Whilst I don’t pretend to be an expert, what we have done, to keep calm and manage some of the anxiety around waiting for results might be useful if you are about to land in that part of the parenting a teenager journey.
Be positive and encouraging:
Even if you have your doubts, or are unsure how your child has done, or are worried they may have failed, it’s YOUR job to be the adult and to support and not make your child feel more anxious than they already do. They will potentially have all sorts of thoughts in their head about what may or may not be the outcome of their exams and don’t need your worries added to that.
Distraction is an amazing tool:
It’s a long time between the last exam, leaving secondary school, and results day. For us, it’s been almost 10 weeks. We have found that distraction, keeping to routine, doing nice things, and being normal have helped. As the day has drawn closer it has been harder to manage that but we have managed to keep fairly calm generally.
If they want to talk, be reassuring:
No matter what exam results they get, life will carry on, but teenagers can’t see that in a few years time this will be a milestone and that exam results may not have been what they wanted but that doesn’t mean they are a failure. Reassure them that you, their school or college will support them, whatever happens and that there are always options and a plan can be made.

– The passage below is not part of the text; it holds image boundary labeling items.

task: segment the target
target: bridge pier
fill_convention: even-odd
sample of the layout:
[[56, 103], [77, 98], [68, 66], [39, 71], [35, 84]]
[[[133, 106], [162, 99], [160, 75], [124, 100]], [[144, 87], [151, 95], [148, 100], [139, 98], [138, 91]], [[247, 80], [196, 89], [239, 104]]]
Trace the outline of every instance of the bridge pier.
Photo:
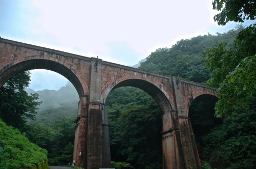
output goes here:
[[87, 165], [87, 142], [88, 130], [88, 96], [83, 96], [78, 103], [77, 118], [76, 121], [73, 160], [76, 165], [84, 167]]
[[164, 111], [163, 168], [201, 168], [188, 118], [189, 100], [204, 94], [216, 96], [214, 89], [98, 58], [0, 38], [0, 87], [15, 74], [35, 69], [59, 73], [77, 90], [80, 100], [73, 159], [78, 165], [87, 169], [109, 166], [108, 123], [103, 103], [111, 90], [133, 86], [148, 92]]
[[185, 98], [184, 87], [178, 77], [173, 78], [173, 85], [177, 115], [176, 123], [180, 138], [184, 168], [201, 168], [197, 148], [196, 146], [193, 145], [195, 140], [191, 125], [189, 124], [188, 112], [186, 112], [185, 108], [186, 105], [184, 104]]

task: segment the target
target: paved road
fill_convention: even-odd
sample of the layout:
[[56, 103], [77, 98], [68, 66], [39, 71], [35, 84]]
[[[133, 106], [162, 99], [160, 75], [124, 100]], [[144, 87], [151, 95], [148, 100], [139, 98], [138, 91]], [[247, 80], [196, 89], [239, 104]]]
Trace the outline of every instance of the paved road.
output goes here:
[[68, 167], [66, 166], [50, 166], [50, 169], [74, 169], [73, 168]]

Do not make them feel that exams are the only thing that matters:
Whilst exam results are important, your child’s mental health and wellbeing are more important. Every parent wants to feel proud and for their child to do well, but sometimes life can be disappointing. However, your child does not need to feel the pressure that they have let you down, and this will add to their waiting for results anxiety. Keep your thoughts to yourself or at least away from them.
Selfcare is important:
As the day looms, they may be not sleeping well, or be irritable and grumpy or extra sensitive. That is perfectly normal. Don’t take it personally. If they want to sleep a bit more, or are trying to distract themselves with activities they love, let them. If they are not sleeping well, try and support and encourage them with things that might help.
Listen and let them know you are there for them:
This needs no explanation really. They need to know you have their back. If they want to talk about being worried or about exam results or what might happen, let them.
Whilst their school or college should support and help them, and results day tends to go relatively smoothly, you need to know what to expect, what steps are next and what options there are. That way you can reassure them you are able to support them.
Last but not least? Remember how you felt:
I spent weeks worrying about my exam results because I didn’t really work hard enough in a few subjects and struggled in others. I was scared to disappoint my parents, to be the only one of my circle of friends who didn’t do well, did not want to have to face exam resits and it felt like the world would end if I failed. My results arrived in the post and I refused to open the letter all day, and my poor Mum spent the whole day trying to persuade me. I passed my exams (I have no idea how, for some of them?) but I still remember how anxious I was, and try to be empathetic and sympathetic to my teenagers as they face exam results day.
It’s another milestone, in their lives, a big one. They need you to prop them up, and keep them as calm as possible. Exam results are not the be all and end all, but navigating that takes a lot of effort. If your child knows you are there for them, it helps make it easier.